“The Last Dance”, el amor a una época que se resiste a morir
Federico JelicNetflix Latinoamérica.
Hayas sido amante del básquetbol o no, es prácticamente imposible que la década del ’90 no te haya atravesado con imágenes o videos con alguna noticia sobre Michael Jordan y los Chicago Bulls.
Tiempo de auge y apogeo de la NBA, donde la TV regalaba imágenes de un deporte que trasladaba a sus fanáticos a otra dimensión. Y no es porque en los ’80 la franquicia más popular no haya existido, solo que la globalización y la TV por cable tuvo su pico cumbre de irrupción en nuestro país antes de ingresar al nuevo milenio, por eso es que siempre será recordada esa época por el reinado de Jordan y su enorme legado al básquet y al deporte mundial.
Eso intenta reflejar de manera muy efectista la serie “The Last Dance”, por la plataforma Netflix, donde los corazones nostalgiosos pondrán a prueba sus emociones, con las aventuras de aquellos “toros rojos” que alcanzaron seis títulos de la liga más profesional del básquet mundial con un sentimiento de pertenencia incomparable.
El documental muestra la génesis de aquella mística que Jordan y su pandilla contagiaron al mundo, y que hasta hoy perdura como uno de los mejores equipos que se recuerden.
Testimonios, entrenadores, rivales y familiares le dan vida a este relato que no se sale de los libretos tradicionales pero que enamora con la enorme carga de sensaciones y jugadas que para muchos fueron las primeras que les regalaba una pantalla.
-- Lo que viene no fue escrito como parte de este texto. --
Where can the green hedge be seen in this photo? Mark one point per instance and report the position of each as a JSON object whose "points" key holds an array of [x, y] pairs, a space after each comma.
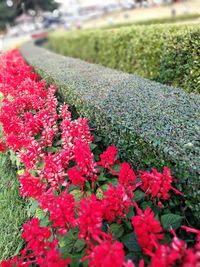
{"points": [[165, 53], [12, 210], [152, 124]]}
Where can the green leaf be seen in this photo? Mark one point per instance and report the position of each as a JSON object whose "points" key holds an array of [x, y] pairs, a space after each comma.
{"points": [[45, 221], [171, 221], [102, 178], [32, 208], [39, 213], [79, 245], [117, 230], [130, 242]]}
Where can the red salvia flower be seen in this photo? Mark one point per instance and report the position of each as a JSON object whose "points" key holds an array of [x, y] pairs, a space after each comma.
{"points": [[147, 228]]}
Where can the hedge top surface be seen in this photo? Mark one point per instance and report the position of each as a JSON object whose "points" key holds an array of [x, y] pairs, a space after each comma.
{"points": [[165, 53], [164, 117]]}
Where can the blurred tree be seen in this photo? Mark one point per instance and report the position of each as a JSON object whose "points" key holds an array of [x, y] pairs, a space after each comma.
{"points": [[10, 9]]}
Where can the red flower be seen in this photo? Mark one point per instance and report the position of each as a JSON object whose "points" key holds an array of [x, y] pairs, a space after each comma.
{"points": [[31, 186], [76, 177], [116, 203], [107, 254], [158, 184], [127, 176], [147, 228], [90, 218], [61, 209], [108, 157]]}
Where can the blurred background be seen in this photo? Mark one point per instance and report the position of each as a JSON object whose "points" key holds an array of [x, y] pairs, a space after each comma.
{"points": [[21, 20]]}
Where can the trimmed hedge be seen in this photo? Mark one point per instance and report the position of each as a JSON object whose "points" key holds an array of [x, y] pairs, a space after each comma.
{"points": [[12, 211], [165, 53], [151, 124]]}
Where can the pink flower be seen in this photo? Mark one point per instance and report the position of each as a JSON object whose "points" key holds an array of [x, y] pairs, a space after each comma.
{"points": [[147, 228], [158, 184], [107, 254], [116, 203], [108, 157]]}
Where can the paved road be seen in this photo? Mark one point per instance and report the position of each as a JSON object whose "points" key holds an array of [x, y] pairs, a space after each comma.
{"points": [[12, 42]]}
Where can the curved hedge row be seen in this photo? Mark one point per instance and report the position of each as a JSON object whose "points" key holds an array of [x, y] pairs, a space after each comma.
{"points": [[150, 123], [165, 53]]}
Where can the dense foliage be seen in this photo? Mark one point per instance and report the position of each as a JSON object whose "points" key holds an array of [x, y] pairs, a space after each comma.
{"points": [[12, 209], [169, 54], [89, 212], [151, 124]]}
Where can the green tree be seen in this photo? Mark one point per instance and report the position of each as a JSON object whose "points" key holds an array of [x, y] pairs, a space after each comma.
{"points": [[9, 10]]}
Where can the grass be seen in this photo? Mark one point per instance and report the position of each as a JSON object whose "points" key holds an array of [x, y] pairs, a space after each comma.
{"points": [[12, 210]]}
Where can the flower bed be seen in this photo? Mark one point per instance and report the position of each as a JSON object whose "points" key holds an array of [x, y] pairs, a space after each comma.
{"points": [[151, 124], [90, 209], [165, 53]]}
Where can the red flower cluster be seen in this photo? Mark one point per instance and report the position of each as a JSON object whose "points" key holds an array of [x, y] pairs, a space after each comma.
{"points": [[58, 164], [158, 184], [148, 229]]}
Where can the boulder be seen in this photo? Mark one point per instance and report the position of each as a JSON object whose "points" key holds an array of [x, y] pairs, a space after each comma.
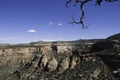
{"points": [[52, 64]]}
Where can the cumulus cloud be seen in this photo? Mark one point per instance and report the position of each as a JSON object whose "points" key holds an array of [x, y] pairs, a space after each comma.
{"points": [[31, 30], [59, 24]]}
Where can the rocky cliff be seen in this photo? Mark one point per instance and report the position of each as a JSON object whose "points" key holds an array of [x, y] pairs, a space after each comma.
{"points": [[76, 60]]}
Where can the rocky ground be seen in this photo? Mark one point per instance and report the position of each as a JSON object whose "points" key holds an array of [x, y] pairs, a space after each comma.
{"points": [[97, 61]]}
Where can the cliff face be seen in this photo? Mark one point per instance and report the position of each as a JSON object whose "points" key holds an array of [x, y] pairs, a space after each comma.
{"points": [[58, 61]]}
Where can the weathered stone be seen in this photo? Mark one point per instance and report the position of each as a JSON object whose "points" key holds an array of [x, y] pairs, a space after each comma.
{"points": [[64, 64], [52, 64], [43, 61]]}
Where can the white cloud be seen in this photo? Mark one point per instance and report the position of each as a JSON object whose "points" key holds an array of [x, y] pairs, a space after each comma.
{"points": [[59, 24], [31, 30]]}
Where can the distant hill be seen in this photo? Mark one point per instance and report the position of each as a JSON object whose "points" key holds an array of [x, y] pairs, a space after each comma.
{"points": [[114, 37]]}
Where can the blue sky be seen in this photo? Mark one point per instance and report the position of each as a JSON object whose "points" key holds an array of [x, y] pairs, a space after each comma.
{"points": [[24, 21]]}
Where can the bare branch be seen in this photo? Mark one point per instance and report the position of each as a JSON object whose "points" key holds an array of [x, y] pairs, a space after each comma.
{"points": [[81, 3]]}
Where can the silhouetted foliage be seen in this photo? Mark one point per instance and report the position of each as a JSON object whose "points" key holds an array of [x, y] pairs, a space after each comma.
{"points": [[81, 3]]}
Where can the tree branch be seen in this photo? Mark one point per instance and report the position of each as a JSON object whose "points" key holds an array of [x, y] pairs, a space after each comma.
{"points": [[81, 4]]}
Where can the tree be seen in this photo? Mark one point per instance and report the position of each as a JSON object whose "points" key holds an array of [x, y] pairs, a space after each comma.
{"points": [[81, 3]]}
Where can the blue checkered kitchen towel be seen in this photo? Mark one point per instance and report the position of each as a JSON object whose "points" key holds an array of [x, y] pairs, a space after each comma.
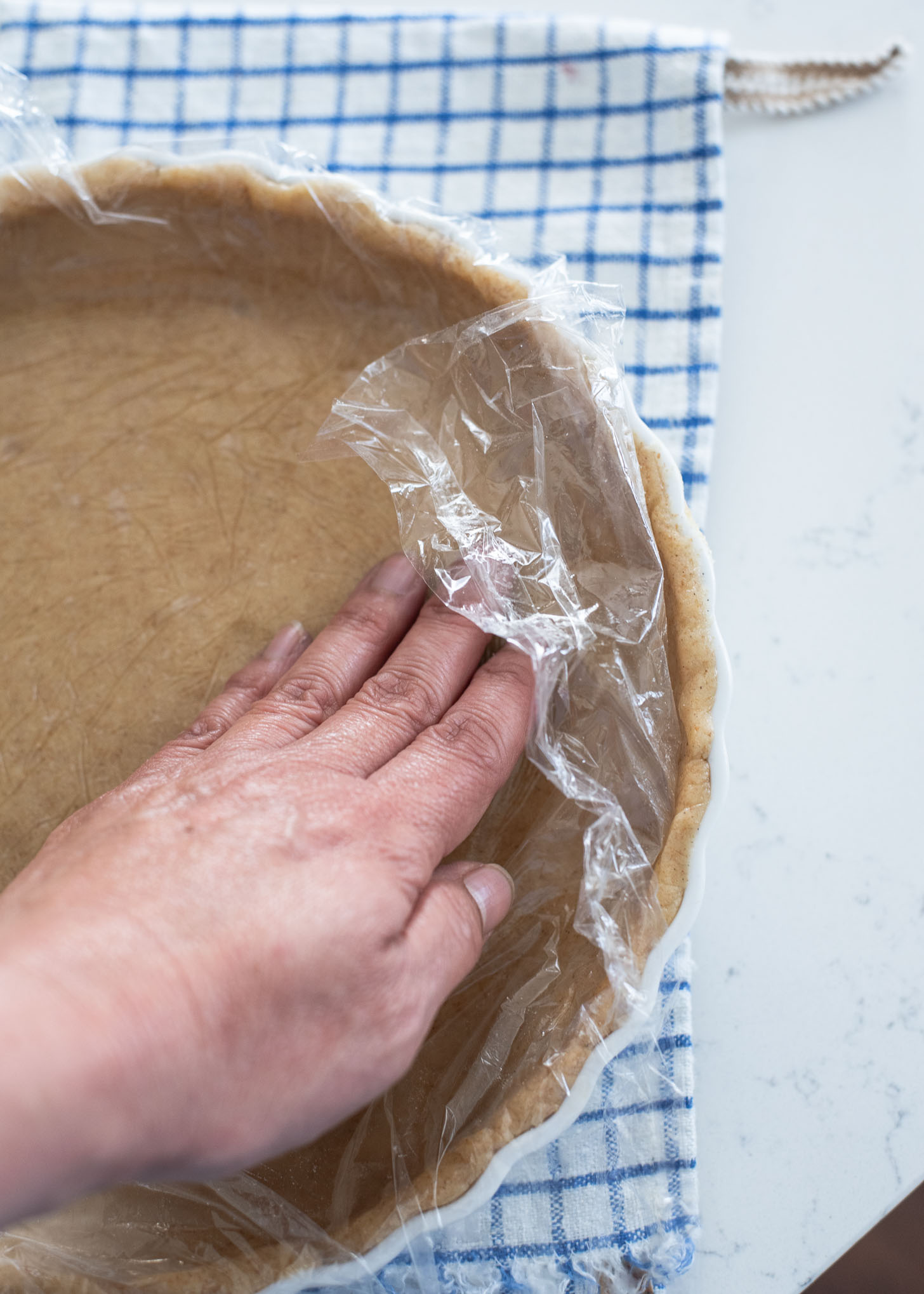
{"points": [[601, 142]]}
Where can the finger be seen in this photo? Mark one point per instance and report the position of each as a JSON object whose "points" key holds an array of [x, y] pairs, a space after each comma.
{"points": [[355, 644], [241, 691], [448, 775], [419, 681], [446, 935]]}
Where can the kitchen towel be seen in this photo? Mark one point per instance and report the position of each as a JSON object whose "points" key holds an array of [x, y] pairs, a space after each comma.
{"points": [[597, 142]]}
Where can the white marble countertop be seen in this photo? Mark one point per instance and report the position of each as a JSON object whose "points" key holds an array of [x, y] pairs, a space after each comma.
{"points": [[809, 997], [809, 994]]}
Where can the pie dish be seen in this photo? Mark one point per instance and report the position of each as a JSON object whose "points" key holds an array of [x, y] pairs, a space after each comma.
{"points": [[155, 522]]}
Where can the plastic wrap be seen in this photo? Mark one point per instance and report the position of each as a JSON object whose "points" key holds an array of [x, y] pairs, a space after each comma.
{"points": [[504, 437]]}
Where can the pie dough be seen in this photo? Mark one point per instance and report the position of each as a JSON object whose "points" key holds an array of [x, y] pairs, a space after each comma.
{"points": [[157, 527]]}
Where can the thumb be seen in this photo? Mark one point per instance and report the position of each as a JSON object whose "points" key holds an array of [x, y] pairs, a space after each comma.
{"points": [[459, 907]]}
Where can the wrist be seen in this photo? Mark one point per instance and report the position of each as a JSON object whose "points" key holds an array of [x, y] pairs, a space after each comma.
{"points": [[72, 1114]]}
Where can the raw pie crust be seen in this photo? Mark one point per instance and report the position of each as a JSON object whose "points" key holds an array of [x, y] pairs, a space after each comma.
{"points": [[152, 394]]}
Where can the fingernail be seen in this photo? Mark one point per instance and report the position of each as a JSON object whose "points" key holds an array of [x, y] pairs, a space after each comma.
{"points": [[492, 888], [395, 575], [286, 642]]}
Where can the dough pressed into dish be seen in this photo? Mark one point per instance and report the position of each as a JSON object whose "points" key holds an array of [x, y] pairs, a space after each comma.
{"points": [[157, 380]]}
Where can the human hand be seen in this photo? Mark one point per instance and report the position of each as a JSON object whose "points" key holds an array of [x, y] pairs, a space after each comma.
{"points": [[250, 937]]}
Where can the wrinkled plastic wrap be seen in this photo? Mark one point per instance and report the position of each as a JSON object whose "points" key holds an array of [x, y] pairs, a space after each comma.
{"points": [[508, 451]]}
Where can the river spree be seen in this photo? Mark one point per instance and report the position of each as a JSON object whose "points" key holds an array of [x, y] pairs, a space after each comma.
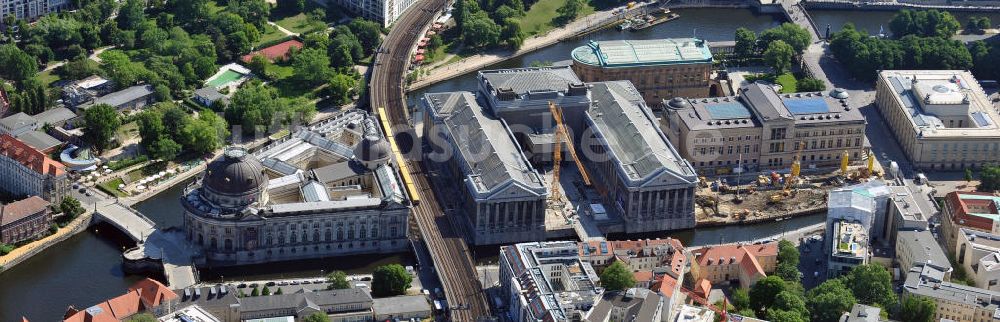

Y lejos de apelar solamente a lo melancólico, desata otros aspectos como los comerciales y la mercadotecnia.
La primera entrega de dos capítulos abarca un entusiasta Jordan juvenil, sin límites en cuanto a aspiraciones, carácter y sueños, que confronta también contra los intereses de la franquicia.
No tanto por su personalidad sino por algunos compañeros que cumplieron un rol destacado pero que fueron vulnerables a su lado. Tal es el caso de su enorme aliado, Scottie Pippen, con quien conformó mucho más que una sociedad pero que tuvo sus problemas y miserias también.
Por momentos se muestra a un Jordan altanero, convencido de sus enormes virtudes y también hasta violento como muestra en el trato habitual que le prodigaba nada menos que a Jerry Krause, arquitecto de los inmortales Bulls que perduran en la retina hasta siempre. Las bromas pesadas al borde del bullying al manager general sobre su peso y estatura describen una relación que no gozaba de la mejor salud incluso siendo campeones de todo. A su vez expone cómo es la lógica de las franquicias: no se casan con nadie, los amores terminan, los contratos se respetan, los jugadores apenas son máquinas o números, y cuando dejan de generar dinero, pasan a ser netamente prescindibles.
No quedan a salvo en la memoria.
Lo grafica claramente con el fin del idilio del gran DT Phil Jackson con la gerencia, y con el contrato poco oneroso que una estrella como Pippen no merecía y que nunca se modificó, provocando algunas rebeldías en el alero que le fueron perjudiciales.
Mientras Jordan se desliza por el aire, suspendido en el aire desafiando la gravedad, afloran los recuerdos y las emociones a flor de piel.
Chicago Bulls fue mucho más que un equipo, con un líder sobrehumano que figura en el púlpito de los deportistas más sagrados, sin desafíos por cumplir. Sin embargo, detrás de escena hay una historia de egos, enojos, caprichos, escándalos (hace referencia a episodios de drogas, alcohol y prostitución en el equipo en los ’80) y pretende enfocarlo el documental desde la obtención del último anillo, donde los protagonistas estelares tenían ya sentencia de contrato terminado y la caída del telón a la vista. Como una cuenta regresiva, catalogados como “sin hambre de gloria” y sin sorpresas, la reconversión del equipo para despedirse en la gloria e inscribir su nombre en la historia es el propósito de “The Last Dance”.
Sin ser biográfica ni documental, cumple el rol de entretener y remover los sentimientos a ese equipo del cuál indefectiblemente te convertías en hincha, solo con verlos jugar, por su comunión singular e inigualable y su magia insuperable.
Una familia deportiva mentalizada en triunfar y ganar. Con ídolos invulnerables que tuvieron debilidades, aunque se renovaron para fortalecerse desde las fibras íntimas para volver a convencer. Donde Jordan es director de orquesta sin quitarle brillo a los demás violines. La comunidad basquetbolera ya espera la próxima entrega semanal, con la ansiedad de saber ya el final de la película de antemano pero con la garantía que disfrutará el camino de la misma como si fuera la primera vez.